Nelson Mandela – Refusing Early Release
By 1985, Nelson Mandela had been in prison for 22 years. He was 66 years old, his eyesight permanently damaged, his health wearing down in the damp of his cell. The apartheid government was under growing international pressure, and P.W. Botha needed a way to ease the tension without actually giving anything up. So he made Mandela an offer: conditional release. All Mandela had to do was renounce violence as a political weapon, publicly declare he was retiring, and walk away from everything he had spent his life fighting for.

It was the sixth such offer. Earlier ones had required him to accept exile in the Transkei. He had refused all of them.

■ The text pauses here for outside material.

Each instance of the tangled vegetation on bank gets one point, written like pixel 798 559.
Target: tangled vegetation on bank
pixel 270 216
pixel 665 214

This time, his answer went out through his youngest daughter, Zindzi. Neither Mandela nor Winnie were permitted to deliver it themselves, so on February 10, 1985, Zindzi stood before a crowd of 70,000 people at Jabulani Stadium in Soweto — people who hadn’t been allowed to hear her father’s words in over two decades — and read his statement aloud. She prefaced each passage with the words “my father says.”
What her father said was this: he cherished his own freedom dearly, but he cared more for theirs. Too many had died since he went to prison, too many had suffered, and he owed it to their families not to buy his own release at the cost of betraying them. And then, directly to Botha: only free men can negotiate. A prisoner cannot enter into contracts.

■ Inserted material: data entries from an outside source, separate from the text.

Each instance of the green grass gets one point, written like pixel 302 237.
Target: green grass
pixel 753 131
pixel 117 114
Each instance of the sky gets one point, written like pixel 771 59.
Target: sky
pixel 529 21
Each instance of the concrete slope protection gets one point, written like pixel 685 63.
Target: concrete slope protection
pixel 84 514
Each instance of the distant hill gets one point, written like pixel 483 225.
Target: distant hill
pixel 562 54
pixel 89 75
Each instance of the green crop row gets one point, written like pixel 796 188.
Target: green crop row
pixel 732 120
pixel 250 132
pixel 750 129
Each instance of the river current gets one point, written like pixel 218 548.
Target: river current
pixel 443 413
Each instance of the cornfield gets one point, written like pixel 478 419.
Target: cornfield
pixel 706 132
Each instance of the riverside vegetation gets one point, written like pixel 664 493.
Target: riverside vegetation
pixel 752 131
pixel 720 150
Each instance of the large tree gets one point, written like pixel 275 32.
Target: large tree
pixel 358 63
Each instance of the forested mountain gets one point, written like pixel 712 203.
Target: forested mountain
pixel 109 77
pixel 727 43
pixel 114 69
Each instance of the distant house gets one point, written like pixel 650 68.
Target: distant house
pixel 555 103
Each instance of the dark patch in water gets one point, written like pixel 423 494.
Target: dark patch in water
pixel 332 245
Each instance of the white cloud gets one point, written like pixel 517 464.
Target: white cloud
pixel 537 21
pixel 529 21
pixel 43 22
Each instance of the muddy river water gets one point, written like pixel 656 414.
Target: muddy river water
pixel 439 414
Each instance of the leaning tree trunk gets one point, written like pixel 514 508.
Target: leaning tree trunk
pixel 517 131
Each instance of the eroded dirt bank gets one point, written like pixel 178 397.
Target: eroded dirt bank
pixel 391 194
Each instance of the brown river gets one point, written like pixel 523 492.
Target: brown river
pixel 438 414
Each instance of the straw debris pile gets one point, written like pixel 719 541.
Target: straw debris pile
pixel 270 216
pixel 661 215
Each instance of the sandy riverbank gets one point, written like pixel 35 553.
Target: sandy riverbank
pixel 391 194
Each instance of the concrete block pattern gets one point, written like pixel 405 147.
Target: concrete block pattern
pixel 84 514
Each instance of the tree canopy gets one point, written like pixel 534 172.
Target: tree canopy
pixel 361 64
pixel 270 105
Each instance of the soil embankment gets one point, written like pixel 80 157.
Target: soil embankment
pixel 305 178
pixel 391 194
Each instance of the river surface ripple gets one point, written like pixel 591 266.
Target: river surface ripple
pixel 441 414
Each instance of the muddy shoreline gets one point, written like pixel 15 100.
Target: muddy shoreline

He stayed in prison for five more years.
What Botha had offered wasn’t really freedom — it was a way for Mandela to make himself harmless, to launder the whole preceding 22 years into a quiet retirement and let the regime off the hook. Mandela understood that. Saying yes would have meant that everything he had refused to become in that courtroom, everything he had held onto through the quarry and the cold cell and the funerals he couldn’t attend, would have counted for nothing in the end.

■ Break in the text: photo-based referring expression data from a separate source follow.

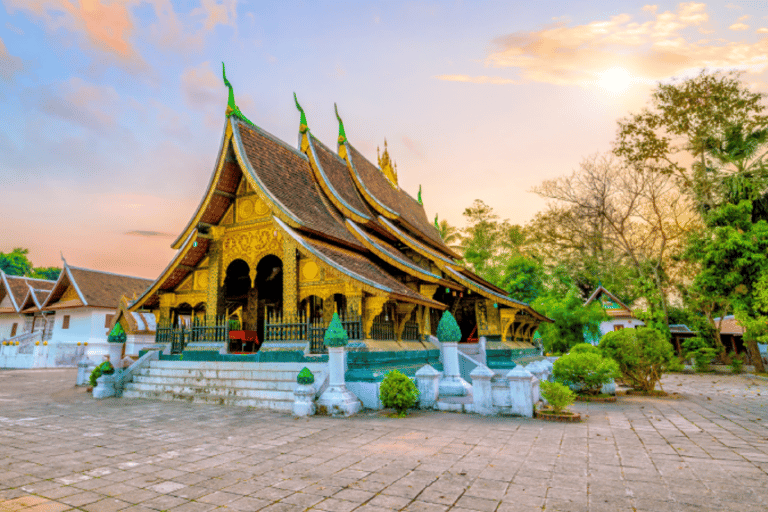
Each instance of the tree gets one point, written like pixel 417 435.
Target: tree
pixel 683 119
pixel 16 263
pixel 637 218
pixel 733 256
pixel 571 320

Three times, across 27 years, he had been asked to become someone else. Three times, he had said no. He had already told the world what he thought about that — back in 1964, in a Pretoria courtroom, before any of this had happened. “I cherish my own freedom dearly,” he said in 1985, “but I care even more for yours.” Apartheid would not end through him making a quiet, private peace with it. That was never going to be on offer.